Jarrod Saltalamacchia's game-winning hit on Opening Day seemed to carry over the Rangers' late-inning magic from last year.

David Ortiz looks like he might start this year like he did last year, which isn't good. The Red Sox hold a $12.5-million option for 2011 on Ortiz, and with the value of hitters heading down last winter, it seems like a long shot that that option will be exercised barring a return to the 50-plus homer Ortiz.

• The Tigers are expecting Austin Jackson to be an upgrade in center field over Curtis Granderson. While Tigers people aren't saying it aloud, some of them believed Granderson was slipping as a center fielder.
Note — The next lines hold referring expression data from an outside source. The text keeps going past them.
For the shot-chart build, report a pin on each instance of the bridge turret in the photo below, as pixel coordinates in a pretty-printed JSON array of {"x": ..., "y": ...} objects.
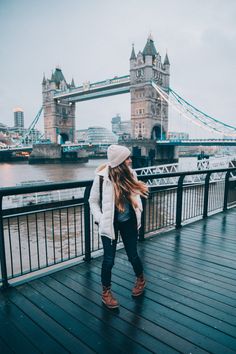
[
  {"x": 166, "y": 67},
  {"x": 149, "y": 114},
  {"x": 59, "y": 115}
]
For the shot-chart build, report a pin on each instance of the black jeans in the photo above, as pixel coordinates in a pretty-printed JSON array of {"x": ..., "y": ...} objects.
[{"x": 129, "y": 235}]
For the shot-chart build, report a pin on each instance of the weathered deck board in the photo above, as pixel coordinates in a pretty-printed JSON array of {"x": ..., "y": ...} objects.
[{"x": 189, "y": 305}]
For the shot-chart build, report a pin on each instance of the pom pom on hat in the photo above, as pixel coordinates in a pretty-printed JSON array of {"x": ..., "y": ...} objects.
[{"x": 117, "y": 154}]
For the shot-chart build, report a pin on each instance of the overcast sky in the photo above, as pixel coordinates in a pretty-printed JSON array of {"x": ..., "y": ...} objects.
[{"x": 91, "y": 40}]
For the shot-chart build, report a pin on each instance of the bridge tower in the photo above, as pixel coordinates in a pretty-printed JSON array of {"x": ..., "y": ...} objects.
[
  {"x": 149, "y": 112},
  {"x": 59, "y": 115}
]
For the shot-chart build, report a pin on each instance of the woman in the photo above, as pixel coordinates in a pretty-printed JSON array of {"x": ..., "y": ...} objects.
[{"x": 116, "y": 206}]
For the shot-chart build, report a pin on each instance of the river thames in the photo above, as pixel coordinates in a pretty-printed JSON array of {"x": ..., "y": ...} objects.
[{"x": 13, "y": 174}]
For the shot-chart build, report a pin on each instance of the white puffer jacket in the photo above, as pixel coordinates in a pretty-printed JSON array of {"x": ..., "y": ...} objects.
[{"x": 105, "y": 219}]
• It's going to be fun monitoring the Yankees' big lineup decisions day-by-day. One day after the departed Hideki Matsui and Johnny Damon each provided the go-ahead hit in their team's victories, newcomer Nick Johnson had the go-ahead walk for the Yankees in their win over rival Boston. Johnson is 0-for-5 on the year, but his four walks give him a .500 on-base percentage, which is what the Yankees were looking for when they re-acquired him in the offseason.

• Congratulations to Pat Courtney, who was promoted to senior VP of public relations for MLB. He will take over leadership of the department for retiring Rich Levin, who is staying through the season.